Calibration of syndrome measurements in a single experiment
Christian Wimmer, Jochen Szangolies, Michael Epping

TL;DR
This paper introduces a calibration method for syndrome measurements in quantum error correction that efficiently accounts for measurement noise using data from a single experiment, improving accuracy and reducing effort.
Contribution
The authors present a novel calibration technique that extracts syndrome statistics from a single experiment, enabling more accurate noise estimation in quantum systems.
Findings
Effective calibration of syndrome measurements demonstrated on IBM quantum computer.
Method reduces experimental effort compared to traditional calibration techniques.

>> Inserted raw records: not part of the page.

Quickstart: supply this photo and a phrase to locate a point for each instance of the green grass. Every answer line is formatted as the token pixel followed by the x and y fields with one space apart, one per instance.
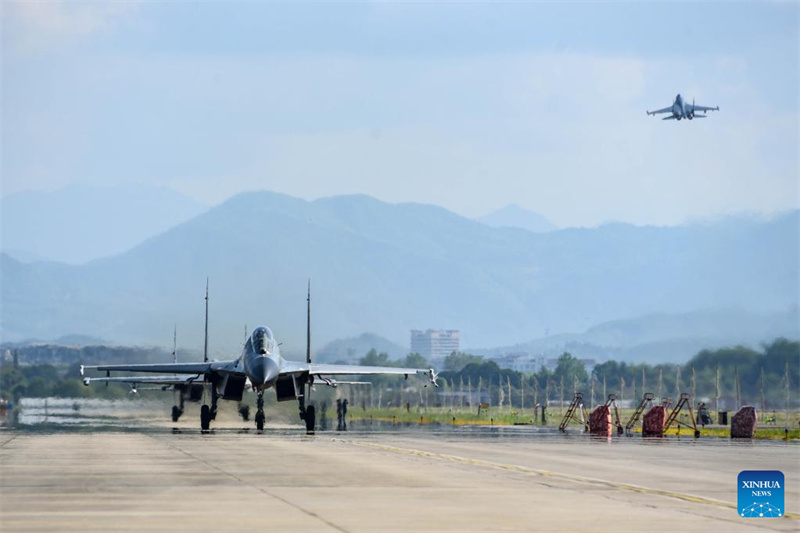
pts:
pixel 502 417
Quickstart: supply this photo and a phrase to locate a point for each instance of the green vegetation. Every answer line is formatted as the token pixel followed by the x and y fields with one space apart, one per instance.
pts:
pixel 42 381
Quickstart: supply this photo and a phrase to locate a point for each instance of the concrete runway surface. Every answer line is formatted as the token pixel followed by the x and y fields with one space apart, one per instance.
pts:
pixel 459 480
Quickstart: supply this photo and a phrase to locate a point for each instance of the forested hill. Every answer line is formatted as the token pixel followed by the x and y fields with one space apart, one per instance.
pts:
pixel 388 268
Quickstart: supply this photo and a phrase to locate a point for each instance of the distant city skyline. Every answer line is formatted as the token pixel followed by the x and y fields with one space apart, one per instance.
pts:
pixel 469 106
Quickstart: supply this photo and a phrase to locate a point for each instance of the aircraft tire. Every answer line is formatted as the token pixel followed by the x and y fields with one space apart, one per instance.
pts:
pixel 205 418
pixel 310 419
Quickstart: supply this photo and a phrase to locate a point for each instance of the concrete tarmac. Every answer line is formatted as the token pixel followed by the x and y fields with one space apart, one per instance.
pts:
pixel 460 480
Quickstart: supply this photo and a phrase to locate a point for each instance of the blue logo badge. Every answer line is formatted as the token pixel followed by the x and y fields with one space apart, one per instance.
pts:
pixel 761 494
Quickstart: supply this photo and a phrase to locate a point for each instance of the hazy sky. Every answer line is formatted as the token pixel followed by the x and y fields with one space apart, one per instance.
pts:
pixel 468 105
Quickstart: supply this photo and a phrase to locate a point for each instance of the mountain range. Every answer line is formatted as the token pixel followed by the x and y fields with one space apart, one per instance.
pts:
pixel 388 268
pixel 514 216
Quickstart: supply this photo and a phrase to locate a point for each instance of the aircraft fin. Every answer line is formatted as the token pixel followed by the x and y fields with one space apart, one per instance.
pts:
pixel 308 323
pixel 205 344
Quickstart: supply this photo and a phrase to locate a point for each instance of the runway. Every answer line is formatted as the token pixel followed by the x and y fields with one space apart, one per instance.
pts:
pixel 486 479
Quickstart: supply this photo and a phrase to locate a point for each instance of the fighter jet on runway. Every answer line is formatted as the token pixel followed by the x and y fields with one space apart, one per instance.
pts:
pixel 260 366
pixel 681 109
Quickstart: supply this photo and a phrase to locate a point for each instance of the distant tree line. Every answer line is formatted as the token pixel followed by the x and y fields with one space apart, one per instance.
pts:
pixel 484 379
pixel 43 381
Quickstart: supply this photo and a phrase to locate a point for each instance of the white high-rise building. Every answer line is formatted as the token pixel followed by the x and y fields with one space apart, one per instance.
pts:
pixel 435 343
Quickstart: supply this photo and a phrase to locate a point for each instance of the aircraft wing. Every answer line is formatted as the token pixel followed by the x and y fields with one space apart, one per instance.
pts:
pixel 149 380
pixel 319 369
pixel 657 111
pixel 704 108
pixel 175 368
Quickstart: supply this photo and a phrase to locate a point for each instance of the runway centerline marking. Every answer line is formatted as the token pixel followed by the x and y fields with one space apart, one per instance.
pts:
pixel 548 473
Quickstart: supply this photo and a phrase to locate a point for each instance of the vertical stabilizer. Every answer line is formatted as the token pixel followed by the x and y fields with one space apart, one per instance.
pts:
pixel 308 324
pixel 205 344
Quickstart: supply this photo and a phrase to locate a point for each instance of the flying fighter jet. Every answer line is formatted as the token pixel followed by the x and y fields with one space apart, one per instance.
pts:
pixel 681 109
pixel 260 367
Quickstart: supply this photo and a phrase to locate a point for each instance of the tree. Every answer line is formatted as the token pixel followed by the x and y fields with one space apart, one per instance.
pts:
pixel 456 361
pixel 569 367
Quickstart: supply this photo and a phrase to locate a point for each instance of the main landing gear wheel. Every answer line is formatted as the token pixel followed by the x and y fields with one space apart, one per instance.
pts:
pixel 205 417
pixel 310 418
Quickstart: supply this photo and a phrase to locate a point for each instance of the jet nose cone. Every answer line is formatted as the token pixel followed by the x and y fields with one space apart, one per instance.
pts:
pixel 263 371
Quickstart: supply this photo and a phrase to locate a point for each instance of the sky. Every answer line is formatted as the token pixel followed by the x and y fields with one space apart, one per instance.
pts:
pixel 468 105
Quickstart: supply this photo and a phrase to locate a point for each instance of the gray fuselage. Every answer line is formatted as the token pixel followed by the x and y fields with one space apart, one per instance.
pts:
pixel 261 358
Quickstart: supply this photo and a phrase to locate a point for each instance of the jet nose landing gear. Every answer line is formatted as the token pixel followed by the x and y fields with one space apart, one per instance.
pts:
pixel 260 411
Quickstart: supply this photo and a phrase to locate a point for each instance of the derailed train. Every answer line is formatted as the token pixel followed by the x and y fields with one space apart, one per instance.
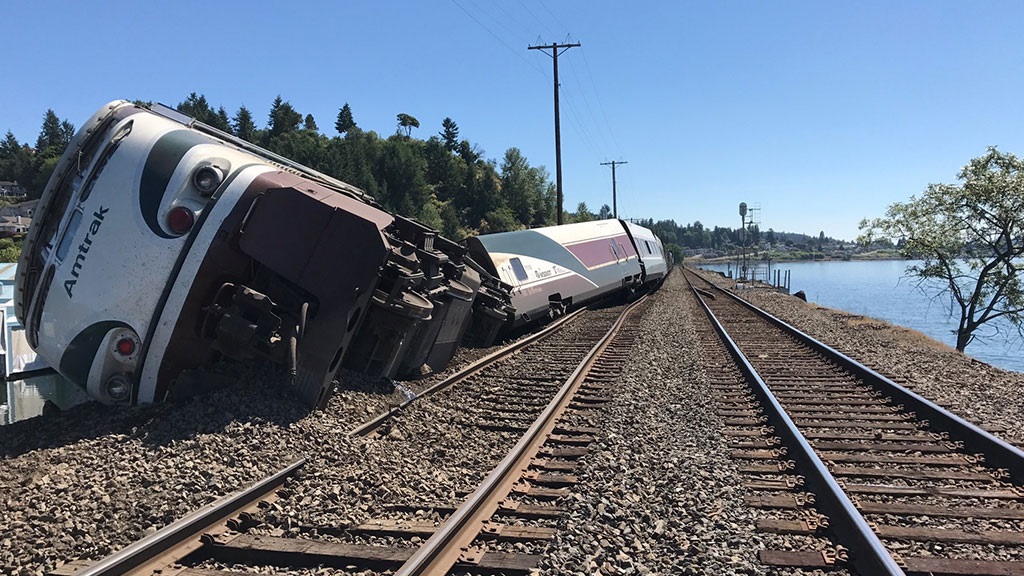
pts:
pixel 162 245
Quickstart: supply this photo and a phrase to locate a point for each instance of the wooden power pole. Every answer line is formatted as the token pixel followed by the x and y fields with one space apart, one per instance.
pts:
pixel 614 207
pixel 556 49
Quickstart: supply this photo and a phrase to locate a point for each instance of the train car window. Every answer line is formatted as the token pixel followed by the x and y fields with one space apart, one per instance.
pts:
pixel 76 219
pixel 517 268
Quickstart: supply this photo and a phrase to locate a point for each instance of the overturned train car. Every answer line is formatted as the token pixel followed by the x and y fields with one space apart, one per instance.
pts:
pixel 162 245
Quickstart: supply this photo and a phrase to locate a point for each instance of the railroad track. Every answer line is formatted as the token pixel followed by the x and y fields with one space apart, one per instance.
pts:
pixel 502 526
pixel 876 477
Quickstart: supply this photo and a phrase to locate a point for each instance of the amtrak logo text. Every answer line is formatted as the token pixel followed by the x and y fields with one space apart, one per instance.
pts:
pixel 83 249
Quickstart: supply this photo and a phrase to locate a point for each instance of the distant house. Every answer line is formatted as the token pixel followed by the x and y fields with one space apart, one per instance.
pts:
pixel 10 189
pixel 15 218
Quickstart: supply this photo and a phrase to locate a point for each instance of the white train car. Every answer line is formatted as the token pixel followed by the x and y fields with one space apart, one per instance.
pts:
pixel 555 268
pixel 653 259
pixel 161 245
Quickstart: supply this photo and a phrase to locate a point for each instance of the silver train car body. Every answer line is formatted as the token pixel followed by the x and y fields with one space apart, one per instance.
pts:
pixel 161 245
pixel 553 269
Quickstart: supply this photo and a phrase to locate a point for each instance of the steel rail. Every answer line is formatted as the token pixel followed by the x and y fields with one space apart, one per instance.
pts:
pixel 375 422
pixel 997 452
pixel 439 553
pixel 867 553
pixel 190 527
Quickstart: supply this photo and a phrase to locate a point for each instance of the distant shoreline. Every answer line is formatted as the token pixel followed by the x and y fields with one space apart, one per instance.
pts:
pixel 878 255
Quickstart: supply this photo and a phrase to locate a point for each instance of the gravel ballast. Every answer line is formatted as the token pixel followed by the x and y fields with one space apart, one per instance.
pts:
pixel 657 494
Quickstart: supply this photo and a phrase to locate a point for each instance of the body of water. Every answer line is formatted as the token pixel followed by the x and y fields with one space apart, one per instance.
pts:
pixel 880 289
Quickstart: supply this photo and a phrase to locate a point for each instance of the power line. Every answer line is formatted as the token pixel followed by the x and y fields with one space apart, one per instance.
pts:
pixel 614 205
pixel 516 52
pixel 554 47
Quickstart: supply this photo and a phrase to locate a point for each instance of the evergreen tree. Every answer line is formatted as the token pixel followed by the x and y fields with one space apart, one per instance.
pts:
pixel 53 136
pixel 450 133
pixel 344 123
pixel 244 126
pixel 15 161
pixel 197 107
pixel 221 122
pixel 407 122
pixel 284 118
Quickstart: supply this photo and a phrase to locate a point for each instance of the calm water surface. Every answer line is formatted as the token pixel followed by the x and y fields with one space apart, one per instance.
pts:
pixel 879 289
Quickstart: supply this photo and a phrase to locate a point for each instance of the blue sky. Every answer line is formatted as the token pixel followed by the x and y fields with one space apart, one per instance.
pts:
pixel 820 113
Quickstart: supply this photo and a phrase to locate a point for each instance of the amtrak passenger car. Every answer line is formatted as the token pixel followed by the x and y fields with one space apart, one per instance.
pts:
pixel 137 266
pixel 557 268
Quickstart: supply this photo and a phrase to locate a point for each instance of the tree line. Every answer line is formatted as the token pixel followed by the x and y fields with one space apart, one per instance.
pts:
pixel 443 180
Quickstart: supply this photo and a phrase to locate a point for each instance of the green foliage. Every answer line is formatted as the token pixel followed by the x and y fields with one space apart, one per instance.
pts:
pixel 284 119
pixel 407 122
pixel 54 136
pixel 444 181
pixel 10 249
pixel 16 163
pixel 244 126
pixel 969 238
pixel 344 123
pixel 450 133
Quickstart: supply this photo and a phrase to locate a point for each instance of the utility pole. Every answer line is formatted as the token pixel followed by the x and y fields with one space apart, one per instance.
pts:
pixel 614 207
pixel 558 135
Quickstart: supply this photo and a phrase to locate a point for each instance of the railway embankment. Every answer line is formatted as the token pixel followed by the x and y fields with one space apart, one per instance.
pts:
pixel 983 394
pixel 657 493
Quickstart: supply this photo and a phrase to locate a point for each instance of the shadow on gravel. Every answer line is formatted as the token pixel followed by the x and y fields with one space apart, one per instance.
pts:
pixel 259 396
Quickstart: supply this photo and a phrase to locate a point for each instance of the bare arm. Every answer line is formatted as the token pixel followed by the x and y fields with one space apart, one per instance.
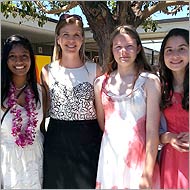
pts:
pixel 98 102
pixel 152 88
pixel 99 71
pixel 44 81
pixel 44 102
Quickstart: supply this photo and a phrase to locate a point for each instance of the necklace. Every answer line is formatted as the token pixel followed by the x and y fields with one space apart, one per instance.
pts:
pixel 18 89
pixel 23 135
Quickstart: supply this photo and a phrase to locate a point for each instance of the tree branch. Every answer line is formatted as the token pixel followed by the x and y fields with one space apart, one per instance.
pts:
pixel 161 6
pixel 71 5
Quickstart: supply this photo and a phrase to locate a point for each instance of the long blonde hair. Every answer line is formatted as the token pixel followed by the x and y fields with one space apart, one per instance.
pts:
pixel 66 19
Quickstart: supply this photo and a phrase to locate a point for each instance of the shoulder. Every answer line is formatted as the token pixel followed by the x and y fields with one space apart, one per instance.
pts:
pixel 152 81
pixel 94 67
pixel 99 80
pixel 150 76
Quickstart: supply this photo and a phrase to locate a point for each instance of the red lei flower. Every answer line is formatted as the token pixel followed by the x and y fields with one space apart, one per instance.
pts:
pixel 23 135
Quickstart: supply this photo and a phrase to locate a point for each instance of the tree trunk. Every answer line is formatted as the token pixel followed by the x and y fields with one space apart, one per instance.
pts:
pixel 101 23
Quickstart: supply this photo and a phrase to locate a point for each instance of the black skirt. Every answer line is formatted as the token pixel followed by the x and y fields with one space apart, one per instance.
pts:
pixel 71 152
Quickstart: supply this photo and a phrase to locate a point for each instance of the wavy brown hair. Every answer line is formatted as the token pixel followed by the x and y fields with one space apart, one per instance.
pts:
pixel 141 63
pixel 64 20
pixel 166 76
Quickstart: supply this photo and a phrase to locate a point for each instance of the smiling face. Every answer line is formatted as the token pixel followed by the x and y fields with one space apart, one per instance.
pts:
pixel 19 61
pixel 176 53
pixel 125 49
pixel 70 39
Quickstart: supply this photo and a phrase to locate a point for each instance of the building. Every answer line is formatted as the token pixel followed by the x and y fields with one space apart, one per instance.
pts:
pixel 42 39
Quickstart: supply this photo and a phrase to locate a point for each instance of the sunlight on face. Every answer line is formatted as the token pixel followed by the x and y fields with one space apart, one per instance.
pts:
pixel 176 53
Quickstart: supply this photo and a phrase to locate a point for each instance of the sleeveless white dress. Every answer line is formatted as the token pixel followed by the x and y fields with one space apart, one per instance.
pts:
pixel 21 168
pixel 122 153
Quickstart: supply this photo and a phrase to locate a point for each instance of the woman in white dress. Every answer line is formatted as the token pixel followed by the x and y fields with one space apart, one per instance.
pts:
pixel 22 113
pixel 124 99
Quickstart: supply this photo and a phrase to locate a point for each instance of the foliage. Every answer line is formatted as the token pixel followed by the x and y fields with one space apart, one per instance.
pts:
pixel 39 10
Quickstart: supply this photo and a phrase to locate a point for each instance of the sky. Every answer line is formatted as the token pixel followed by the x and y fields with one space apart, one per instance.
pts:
pixel 156 16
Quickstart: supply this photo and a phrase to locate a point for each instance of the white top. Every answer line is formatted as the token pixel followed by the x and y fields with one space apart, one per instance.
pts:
pixel 72 91
pixel 21 168
pixel 122 153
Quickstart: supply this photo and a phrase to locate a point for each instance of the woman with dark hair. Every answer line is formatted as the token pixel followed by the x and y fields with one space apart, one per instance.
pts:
pixel 174 76
pixel 22 113
pixel 73 137
pixel 124 99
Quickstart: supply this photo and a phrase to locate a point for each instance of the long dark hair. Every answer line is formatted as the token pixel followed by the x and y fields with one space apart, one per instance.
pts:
pixel 140 61
pixel 6 74
pixel 166 75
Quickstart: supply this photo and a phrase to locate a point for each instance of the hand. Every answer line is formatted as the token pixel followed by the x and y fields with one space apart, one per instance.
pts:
pixel 177 142
pixel 145 182
pixel 183 137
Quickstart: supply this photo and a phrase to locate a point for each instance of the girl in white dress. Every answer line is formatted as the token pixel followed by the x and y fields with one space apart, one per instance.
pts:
pixel 127 100
pixel 22 113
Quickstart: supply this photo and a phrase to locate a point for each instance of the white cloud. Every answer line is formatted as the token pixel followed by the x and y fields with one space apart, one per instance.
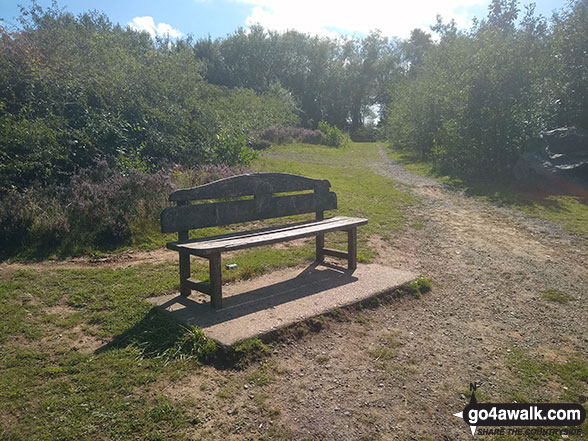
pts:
pixel 147 24
pixel 328 17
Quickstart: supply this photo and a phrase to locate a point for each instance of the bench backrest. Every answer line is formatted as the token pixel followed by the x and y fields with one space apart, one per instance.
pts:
pixel 264 204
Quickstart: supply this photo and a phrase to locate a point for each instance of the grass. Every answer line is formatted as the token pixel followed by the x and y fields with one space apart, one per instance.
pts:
pixel 84 354
pixel 561 204
pixel 556 296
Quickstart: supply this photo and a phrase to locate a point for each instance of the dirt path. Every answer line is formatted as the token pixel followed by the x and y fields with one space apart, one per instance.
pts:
pixel 400 371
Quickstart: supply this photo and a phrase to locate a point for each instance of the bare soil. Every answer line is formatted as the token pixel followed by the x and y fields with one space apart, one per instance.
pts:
pixel 399 371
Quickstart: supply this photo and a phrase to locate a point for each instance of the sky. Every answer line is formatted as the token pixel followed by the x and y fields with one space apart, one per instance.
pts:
pixel 218 18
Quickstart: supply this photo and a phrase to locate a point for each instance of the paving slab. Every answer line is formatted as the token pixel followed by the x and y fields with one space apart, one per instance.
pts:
pixel 256 307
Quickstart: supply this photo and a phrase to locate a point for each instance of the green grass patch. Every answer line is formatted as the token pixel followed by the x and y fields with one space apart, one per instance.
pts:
pixel 360 192
pixel 50 390
pixel 556 296
pixel 563 206
pixel 536 377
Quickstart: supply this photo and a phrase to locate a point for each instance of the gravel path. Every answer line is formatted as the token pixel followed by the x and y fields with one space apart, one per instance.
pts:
pixel 490 266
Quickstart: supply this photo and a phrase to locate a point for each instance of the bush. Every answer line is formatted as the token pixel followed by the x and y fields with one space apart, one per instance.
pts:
pixel 102 203
pixel 231 149
pixel 364 134
pixel 185 177
pixel 31 221
pixel 102 208
pixel 277 135
pixel 333 136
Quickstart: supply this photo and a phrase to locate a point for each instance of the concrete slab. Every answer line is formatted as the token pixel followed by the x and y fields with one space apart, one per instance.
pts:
pixel 255 307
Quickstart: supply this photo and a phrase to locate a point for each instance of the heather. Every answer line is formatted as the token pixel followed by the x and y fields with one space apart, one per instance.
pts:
pixel 74 90
pixel 287 135
pixel 103 207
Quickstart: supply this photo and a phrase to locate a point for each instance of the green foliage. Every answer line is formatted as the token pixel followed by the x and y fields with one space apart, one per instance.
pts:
pixel 420 286
pixel 333 136
pixel 232 150
pixel 248 351
pixel 472 102
pixel 193 345
pixel 77 89
pixel 326 79
pixel 555 295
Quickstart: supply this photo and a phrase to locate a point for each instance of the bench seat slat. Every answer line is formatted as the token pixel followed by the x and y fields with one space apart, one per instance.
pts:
pixel 236 241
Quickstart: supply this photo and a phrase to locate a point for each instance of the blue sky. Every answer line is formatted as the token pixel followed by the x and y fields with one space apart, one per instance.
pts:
pixel 218 18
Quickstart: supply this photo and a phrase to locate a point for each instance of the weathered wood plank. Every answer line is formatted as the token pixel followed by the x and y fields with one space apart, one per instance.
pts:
pixel 267 236
pixel 352 248
pixel 184 273
pixel 249 184
pixel 187 217
pixel 334 253
pixel 202 287
pixel 216 281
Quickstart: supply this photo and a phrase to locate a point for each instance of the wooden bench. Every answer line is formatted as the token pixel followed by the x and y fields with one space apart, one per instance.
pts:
pixel 257 200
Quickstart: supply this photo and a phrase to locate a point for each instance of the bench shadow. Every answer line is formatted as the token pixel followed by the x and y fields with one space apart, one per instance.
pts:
pixel 160 330
pixel 316 278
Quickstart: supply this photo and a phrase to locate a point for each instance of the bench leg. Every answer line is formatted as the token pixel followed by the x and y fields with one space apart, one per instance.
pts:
pixel 184 274
pixel 320 245
pixel 352 248
pixel 216 281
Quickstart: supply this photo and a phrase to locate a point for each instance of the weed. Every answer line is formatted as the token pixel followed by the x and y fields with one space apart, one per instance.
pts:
pixel 383 354
pixel 419 286
pixel 555 295
pixel 260 377
pixel 193 345
pixel 248 351
pixel 322 359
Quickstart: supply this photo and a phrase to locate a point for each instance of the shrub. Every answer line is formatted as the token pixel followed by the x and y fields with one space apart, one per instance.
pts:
pixel 231 149
pixel 103 207
pixel 364 134
pixel 276 135
pixel 185 177
pixel 30 221
pixel 103 201
pixel 333 136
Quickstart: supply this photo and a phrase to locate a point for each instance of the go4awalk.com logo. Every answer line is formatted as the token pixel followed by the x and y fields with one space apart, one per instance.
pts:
pixel 508 415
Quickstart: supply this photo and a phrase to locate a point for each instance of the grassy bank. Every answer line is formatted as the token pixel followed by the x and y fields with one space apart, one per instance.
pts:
pixel 566 206
pixel 84 357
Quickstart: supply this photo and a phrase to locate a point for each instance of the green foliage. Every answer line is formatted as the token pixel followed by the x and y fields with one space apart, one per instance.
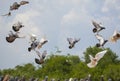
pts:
pixel 61 66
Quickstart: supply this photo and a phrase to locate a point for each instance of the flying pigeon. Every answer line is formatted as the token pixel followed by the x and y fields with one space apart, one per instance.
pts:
pixel 102 41
pixel 33 45
pixel 94 60
pixel 17 26
pixel 8 14
pixel 11 38
pixel 115 36
pixel 58 50
pixel 72 42
pixel 24 2
pixel 15 6
pixel 98 27
pixel 42 42
pixel 41 57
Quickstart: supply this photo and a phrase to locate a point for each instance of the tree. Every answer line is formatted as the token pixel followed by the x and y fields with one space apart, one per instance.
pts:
pixel 109 58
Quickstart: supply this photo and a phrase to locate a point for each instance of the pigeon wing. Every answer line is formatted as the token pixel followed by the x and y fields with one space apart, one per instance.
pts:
pixel 24 2
pixel 70 40
pixel 100 38
pixel 38 53
pixel 37 61
pixel 96 25
pixel 99 55
pixel 91 57
pixel 44 54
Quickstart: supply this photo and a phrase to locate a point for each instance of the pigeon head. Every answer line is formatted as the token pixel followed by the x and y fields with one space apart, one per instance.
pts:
pixel 97 45
pixel 117 35
pixel 70 47
pixel 29 49
pixel 94 30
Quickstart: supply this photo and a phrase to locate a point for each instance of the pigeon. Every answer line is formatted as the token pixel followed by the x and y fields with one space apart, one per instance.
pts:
pixel 32 37
pixel 24 2
pixel 8 14
pixel 17 26
pixel 15 6
pixel 115 36
pixel 98 27
pixel 72 42
pixel 11 38
pixel 33 45
pixel 102 41
pixel 41 57
pixel 42 42
pixel 94 60
pixel 58 50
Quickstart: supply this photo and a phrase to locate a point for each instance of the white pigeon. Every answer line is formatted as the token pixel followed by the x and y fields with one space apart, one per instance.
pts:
pixel 115 36
pixel 41 57
pixel 14 6
pixel 32 37
pixel 24 2
pixel 72 42
pixel 42 42
pixel 101 40
pixel 94 60
pixel 98 27
pixel 12 36
pixel 17 26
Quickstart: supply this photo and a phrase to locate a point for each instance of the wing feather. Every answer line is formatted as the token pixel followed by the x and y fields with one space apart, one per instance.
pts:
pixel 99 55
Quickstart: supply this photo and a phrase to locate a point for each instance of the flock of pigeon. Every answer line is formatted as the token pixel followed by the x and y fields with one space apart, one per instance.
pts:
pixel 36 44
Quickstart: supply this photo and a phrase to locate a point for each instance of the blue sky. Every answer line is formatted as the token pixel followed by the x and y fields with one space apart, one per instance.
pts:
pixel 57 19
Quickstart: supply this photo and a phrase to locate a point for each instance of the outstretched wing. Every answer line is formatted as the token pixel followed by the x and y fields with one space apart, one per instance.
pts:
pixel 100 38
pixel 38 53
pixel 96 25
pixel 99 55
pixel 70 40
pixel 91 57
pixel 115 32
pixel 37 61
pixel 24 2
pixel 44 54
pixel 76 40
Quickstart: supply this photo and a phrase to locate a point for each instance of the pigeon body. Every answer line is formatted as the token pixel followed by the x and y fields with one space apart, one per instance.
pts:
pixel 34 44
pixel 17 26
pixel 115 36
pixel 98 27
pixel 41 57
pixel 8 14
pixel 101 40
pixel 72 42
pixel 94 60
pixel 12 36
pixel 15 6
pixel 24 2
pixel 42 42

Improves accuracy of quantum error correction by accounting for measurement noise.
Abstract
Quantum error correction can reduce the effects of noise in quantum systems, e.g. in metrology or most notably in quantum computing. Typically, this requires making measurements that provide information about the errors that have occurred in the system. However, these syndrome measurements themselves introduce noise into the system, for example by using noisy gates. A complete characterization of the measurements is very costly. Here we describe a calibration method to obtain the syndrome statistics taking into account the additional noise sources. All calibration data are extracted from a single experiment in which the syndrome measurement is performed twice in a row. Thus, our method allows an accurate evaluation of syndrome measurements with significantly less effort than existing methods. We give examples of the application of this method to noise estimation and error correction.…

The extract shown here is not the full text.